Attorney Discipline – Suspension (By Consent)
Respondent: Jalal J. Dallo
P Number: 72879
County: Oakland
City: Bloomfield Hills, Michigan
Case No.: 25-053-GA
Document Type: Notice of Suspension (By Consent)
Issued: February 4, 2026
Effective: February 4, 2026
Discipline Summary
The Attorney Grievance Commission approved, and Tri-County Hearing Panel #4 accepted, an Amended Stipulation for Consent Order of Discipline. The stipulation included admissions to multiple allegations of misconduct and no-contest pleas to additional factual allegations set forth in the first amended formal complaint.
Underlying Conduct
During representation of a client in a criminal matter, the respondent accepted an envelope of documents from the client intended for delivery to a third person. Some of those documents contained requests and demands that the third person contact the victim in the case in an effort to influence or change her testimony.

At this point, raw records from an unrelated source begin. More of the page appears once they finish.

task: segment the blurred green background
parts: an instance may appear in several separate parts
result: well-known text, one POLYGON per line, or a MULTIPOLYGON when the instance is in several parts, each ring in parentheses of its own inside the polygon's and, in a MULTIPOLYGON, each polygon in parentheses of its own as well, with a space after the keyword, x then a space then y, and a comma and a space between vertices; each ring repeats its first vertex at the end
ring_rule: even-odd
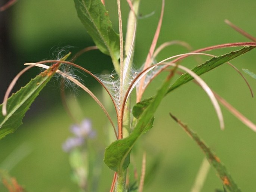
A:
MULTIPOLYGON (((117 31, 116 1, 106 1, 114 27, 117 31)), ((128 6, 126 1, 121 3, 123 17, 125 18, 128 6)), ((137 67, 146 56, 161 7, 160 1, 141 0, 142 16, 154 13, 138 21, 134 60, 137 67)), ((219 44, 249 41, 225 24, 224 20, 228 19, 255 35, 255 10, 256 3, 253 0, 167 0, 157 44, 178 40, 197 49, 219 44)), ((77 18, 73 1, 20 0, 1 14, 0 19, 5 21, 4 24, 8 37, 6 39, 8 43, 6 42, 5 46, 1 46, 0 50, 1 99, 8 84, 24 68, 24 63, 56 58, 58 50, 67 46, 72 47, 66 49, 75 53, 93 45, 77 18)), ((3 35, 3 32, 0 31, 0 34, 3 35)), ((230 50, 222 49, 211 53, 223 54, 230 50)), ((165 49, 157 59, 160 61, 186 52, 184 48, 173 46, 165 49)), ((253 50, 231 62, 240 70, 244 68, 255 72, 256 59, 253 50)), ((197 65, 195 61, 189 59, 184 64, 192 68, 197 65)), ((77 63, 97 73, 111 72, 113 69, 110 59, 98 51, 85 54, 77 63)), ((18 90, 25 84, 39 71, 33 69, 27 73, 15 89, 18 90)), ((256 91, 256 81, 245 75, 256 91)), ((213 90, 256 123, 255 98, 252 98, 241 78, 230 66, 223 65, 202 77, 213 90)), ((155 93, 163 78, 160 77, 153 82, 145 98, 155 93)), ((90 78, 85 82, 97 95, 101 95, 101 88, 97 84, 90 78)), ((9 167, 10 173, 28 191, 78 191, 70 179, 68 155, 61 148, 62 143, 71 136, 69 127, 74 122, 61 105, 59 83, 56 78, 53 79, 31 107, 22 126, 0 141, 0 166, 15 165, 9 167), (8 156, 17 149, 20 154, 18 157, 12 158, 13 162, 8 160, 8 156), (26 154, 28 155, 22 160, 15 162, 22 154, 26 154), (6 161, 9 164, 5 164, 6 161)), ((100 154, 97 159, 102 160, 104 149, 108 144, 102 140, 111 131, 107 130, 107 120, 94 101, 82 91, 77 91, 73 95, 82 109, 81 113, 76 114, 77 118, 92 120, 97 132, 98 139, 95 141, 95 150, 100 154)), ((75 103, 74 99, 71 103, 75 103)), ((75 109, 75 104, 73 107, 75 109)), ((155 114, 153 128, 141 138, 136 148, 135 161, 139 167, 144 151, 148 154, 149 167, 155 159, 160 160, 158 168, 153 173, 153 179, 146 184, 145 191, 189 191, 204 157, 195 143, 171 119, 169 112, 187 123, 215 150, 243 191, 255 190, 256 133, 222 109, 226 125, 223 131, 219 128, 206 94, 196 85, 188 83, 165 98, 155 114)), ((113 173, 103 161, 100 162, 103 172, 98 191, 109 191, 113 173)), ((211 169, 202 191, 213 192, 217 188, 222 188, 221 183, 211 169)), ((7 191, 2 185, 0 185, 0 191, 7 191)))

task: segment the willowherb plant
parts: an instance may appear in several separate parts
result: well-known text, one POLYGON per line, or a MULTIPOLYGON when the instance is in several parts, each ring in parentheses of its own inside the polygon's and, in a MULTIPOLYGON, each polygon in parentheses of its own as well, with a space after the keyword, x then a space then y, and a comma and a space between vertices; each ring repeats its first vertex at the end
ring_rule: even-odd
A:
MULTIPOLYGON (((119 34, 112 28, 108 12, 104 6, 104 1, 74 0, 74 1, 78 16, 93 38, 96 46, 85 48, 75 55, 70 61, 66 61, 70 56, 70 53, 69 53, 59 60, 46 60, 37 63, 25 64, 25 65, 29 66, 21 71, 14 79, 6 92, 3 103, 0 106, 3 115, 0 117, 0 139, 14 131, 20 125, 29 106, 56 73, 61 75, 64 79, 67 79, 75 83, 87 93, 101 108, 112 127, 116 140, 113 141, 112 143, 106 148, 104 159, 105 164, 115 172, 110 188, 111 192, 121 192, 126 191, 127 190, 127 186, 129 186, 130 183, 126 183, 127 177, 127 169, 130 163, 132 150, 141 136, 152 128, 154 120, 154 114, 162 99, 167 94, 190 81, 195 81, 201 87, 209 96, 216 110, 221 128, 224 128, 224 124, 218 102, 220 102, 249 127, 256 131, 256 126, 252 122, 212 90, 200 77, 202 74, 226 62, 237 70, 229 63, 229 61, 255 48, 256 43, 255 38, 229 21, 226 21, 226 22, 229 25, 253 42, 226 43, 191 51, 191 48, 186 43, 173 41, 164 43, 156 49, 163 16, 164 0, 163 0, 161 15, 147 56, 141 69, 135 70, 133 64, 140 0, 127 0, 130 11, 128 17, 127 25, 129 27, 125 40, 123 36, 120 0, 117 1, 119 18, 119 34), (157 61, 155 58, 158 54, 166 47, 174 44, 180 44, 187 47, 189 52, 170 56, 160 62, 157 61), (241 46, 243 47, 240 49, 218 56, 204 53, 213 49, 241 46), (96 75, 75 63, 75 59, 83 52, 96 49, 111 57, 115 69, 115 71, 111 74, 104 76, 96 75), (191 69, 182 65, 183 59, 195 55, 207 55, 210 58, 191 69), (51 63, 54 64, 50 66, 46 65, 51 63), (64 65, 72 66, 84 71, 95 78, 102 86, 112 100, 116 116, 115 120, 112 119, 103 104, 79 78, 77 78, 75 76, 68 72, 60 69, 60 66, 64 65), (46 70, 7 99, 12 87, 19 77, 26 71, 34 66, 44 68, 46 70), (167 71, 167 68, 169 72, 155 95, 142 100, 143 94, 148 84, 161 72, 167 71), (181 74, 179 69, 185 72, 181 74), (174 75, 176 74, 181 75, 171 84, 174 75), (134 90, 136 90, 136 103, 135 104, 132 103, 130 99, 130 94, 134 90), (116 121, 117 127, 115 125, 116 121)), ((244 78, 243 76, 243 78, 244 78)), ((210 164, 217 172, 222 181, 224 190, 226 191, 240 191, 219 158, 196 133, 174 115, 172 114, 170 115, 184 129, 204 151, 210 164)), ((77 160, 77 157, 81 157, 82 153, 86 152, 86 150, 77 151, 76 147, 84 144, 85 137, 90 137, 94 134, 91 130, 89 122, 88 120, 85 121, 80 127, 76 126, 73 127, 72 131, 75 137, 67 140, 63 146, 66 151, 72 152, 74 150, 73 152, 75 151, 73 155, 75 154, 77 158, 74 159, 77 160)), ((139 183, 138 186, 133 188, 134 191, 142 191, 145 171, 145 155, 144 155, 144 162, 142 167, 144 168, 142 169, 140 180, 139 182, 137 181, 139 183)), ((79 161, 83 159, 84 160, 80 158, 79 161)), ((81 167, 73 167, 75 172, 76 171, 75 173, 79 180, 78 184, 81 190, 84 191, 88 189, 85 180, 87 179, 87 175, 83 174, 84 171, 86 172, 87 171, 84 170, 83 174, 79 174, 80 172, 76 169, 86 167, 87 166, 84 164, 81 167)), ((131 189, 130 188, 129 191, 132 191, 131 189)))

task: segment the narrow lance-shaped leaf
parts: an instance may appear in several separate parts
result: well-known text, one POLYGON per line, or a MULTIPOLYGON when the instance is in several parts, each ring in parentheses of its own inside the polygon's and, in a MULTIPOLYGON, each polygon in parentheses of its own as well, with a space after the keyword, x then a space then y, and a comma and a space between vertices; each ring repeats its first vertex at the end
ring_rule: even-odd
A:
POLYGON ((209 162, 213 167, 221 180, 224 189, 230 192, 241 192, 236 184, 232 179, 226 167, 214 152, 210 149, 198 136, 197 134, 184 124, 180 120, 170 114, 172 117, 185 130, 197 143, 199 147, 204 153, 209 162))
MULTIPOLYGON (((195 72, 198 75, 200 76, 255 48, 255 46, 245 47, 237 51, 232 51, 223 55, 212 58, 204 64, 194 68, 191 71, 195 72)), ((192 80, 193 78, 188 73, 184 73, 171 86, 168 93, 192 80)))
POLYGON ((102 53, 112 60, 120 57, 119 35, 116 33, 101 0, 74 0, 77 15, 88 34, 102 53))
MULTIPOLYGON (((62 60, 65 60, 68 55, 64 56, 62 60)), ((30 105, 60 65, 60 63, 54 64, 8 99, 6 115, 3 116, 1 113, 0 114, 0 139, 13 133, 22 124, 22 120, 30 105)), ((2 111, 2 107, 3 104, 1 104, 0 111, 2 111)))
POLYGON ((104 161, 110 168, 119 172, 127 168, 130 162, 130 153, 135 142, 143 133, 152 126, 154 114, 166 93, 173 75, 172 73, 167 77, 152 102, 138 116, 138 122, 130 135, 115 141, 107 148, 104 161))
MULTIPOLYGON (((248 52, 255 48, 254 46, 245 47, 237 51, 231 52, 225 55, 218 57, 214 57, 204 63, 197 66, 191 69, 198 75, 200 76, 216 67, 228 62, 234 58, 248 52)), ((178 78, 175 82, 169 87, 167 93, 169 93, 179 86, 192 80, 194 78, 188 73, 185 73, 178 78)), ((133 107, 133 113, 135 117, 140 114, 147 105, 151 102, 154 97, 150 97, 136 103, 133 107), (142 103, 142 105, 141 104, 142 103), (143 109, 142 108, 143 106, 143 109)))

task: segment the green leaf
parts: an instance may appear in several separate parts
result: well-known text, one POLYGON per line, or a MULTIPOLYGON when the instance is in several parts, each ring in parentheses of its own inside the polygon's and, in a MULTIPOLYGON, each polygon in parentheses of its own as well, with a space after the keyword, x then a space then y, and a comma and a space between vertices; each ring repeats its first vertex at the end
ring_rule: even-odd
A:
MULTIPOLYGON (((194 67, 191 69, 191 71, 195 72, 197 75, 200 75, 255 48, 255 47, 254 46, 245 47, 239 50, 231 52, 223 55, 212 58, 203 64, 194 67)), ((193 79, 194 78, 188 73, 186 72, 184 73, 177 78, 171 85, 166 94, 193 79)), ((154 97, 151 97, 136 103, 133 108, 132 113, 133 116, 138 118, 138 117, 147 107, 147 106, 150 104, 153 98, 154 97)))
POLYGON ((139 117, 142 114, 145 109, 151 103, 152 99, 153 97, 151 97, 136 103, 134 105, 132 108, 132 114, 135 118, 137 119, 139 118, 139 117))
POLYGON ((204 152, 210 164, 213 167, 218 173, 218 176, 222 180, 224 189, 230 192, 241 192, 236 184, 232 179, 226 167, 221 162, 219 158, 210 148, 198 136, 197 134, 180 120, 170 114, 172 118, 181 126, 197 143, 199 147, 204 152))
MULTIPOLYGON (((65 60, 70 53, 65 55, 60 60, 65 60)), ((8 99, 7 114, 4 116, 1 112, 0 114, 0 139, 14 132, 22 124, 22 120, 26 112, 60 65, 60 63, 53 64, 8 99)), ((0 111, 1 112, 2 108, 2 104, 0 105, 0 111)))
POLYGON ((247 73, 253 78, 256 79, 256 74, 254 72, 252 72, 249 69, 243 69, 243 71, 244 72, 247 73))
MULTIPOLYGON (((126 169, 130 163, 129 155, 136 142, 152 126, 153 115, 166 94, 171 79, 168 76, 149 105, 139 115, 133 131, 127 137, 117 140, 108 147, 104 161, 111 169, 118 172, 126 169)), ((143 108, 143 106, 142 106, 143 108)))
POLYGON ((120 57, 119 35, 113 29, 108 13, 101 0, 74 0, 78 17, 102 53, 112 60, 120 57))
MULTIPOLYGON (((223 55, 212 58, 204 63, 194 68, 191 71, 195 72, 198 75, 201 75, 255 48, 255 46, 245 47, 237 51, 231 52, 223 55)), ((177 79, 176 81, 170 86, 169 88, 168 93, 170 92, 181 85, 188 83, 193 79, 194 78, 188 73, 184 73, 177 79)))

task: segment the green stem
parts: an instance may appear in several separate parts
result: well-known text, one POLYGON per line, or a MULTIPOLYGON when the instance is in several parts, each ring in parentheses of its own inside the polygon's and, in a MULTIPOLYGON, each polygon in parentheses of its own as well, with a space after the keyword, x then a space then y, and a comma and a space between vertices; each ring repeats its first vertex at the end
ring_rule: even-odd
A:
POLYGON ((126 192, 125 182, 126 171, 122 171, 122 173, 118 173, 115 186, 115 192, 126 192))

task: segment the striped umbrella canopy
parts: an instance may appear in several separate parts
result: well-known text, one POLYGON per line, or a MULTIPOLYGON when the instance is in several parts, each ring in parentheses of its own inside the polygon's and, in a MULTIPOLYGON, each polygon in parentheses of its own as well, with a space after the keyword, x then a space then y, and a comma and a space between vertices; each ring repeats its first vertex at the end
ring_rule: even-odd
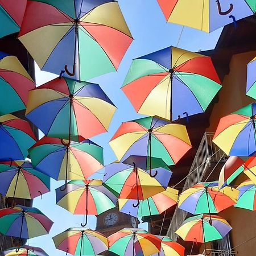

Following this conduct, the respondent withdrew from the representation and was removed from the Oakland County Indigent Defense Services Office list of approved attorneys.
As part of the consent agreement, allegations in paragraphs 63(a) and 63(c) of the first amended formal complaint were dismissed with prejudice.
Rule Violations Found
Based on the respondent’s admissions and no-contest pleas, the panel found violations of the following Michigan Rules of Professional Conduct:
- MRPC 3.4(c) – knowingly disobeying an obligation under the rules of a tribunal
- MRPC 8.4(a) – knowingly assisting or inducing another to violate tribunal rules
- MRPC 8.4(b) – conduct involving dishonesty, fraud, deceit, misrepresentation, or criminal law violations reflecting adversely on fitness to practice
- MCR 9.104(1) – conduct prejudicial to the proper administration of justice
- MCR 9.104(2) – conduct exposing the profession or courts to obloquy or reproach
- MCR 9.104(3) – conduct contrary to justice, ethics, honesty, or good morals
- MCR 9.104(4) – violation of professional conduct standards adopted by the Supreme Court
Sanction
- Suspension: 45 days
- Effective: February 4, 2026
- Costs assessed: $773.20
Why This Matters
This case sits squarely in the red zone of attorney ethics. Any conduct that touches a victim, even indirectly, through requests meant to shape testimony strikes at the integrity of the justice system itself. It is why the rules draw hard lines around interference, inducement, and tribunal obligations.
The removal from the indigent defense roster matters too. Public defense systems depend on trust. When that trust breaks, the consequences extend beyond one lawyer and one case.
This is discipline doing exactly what it is supposed to do.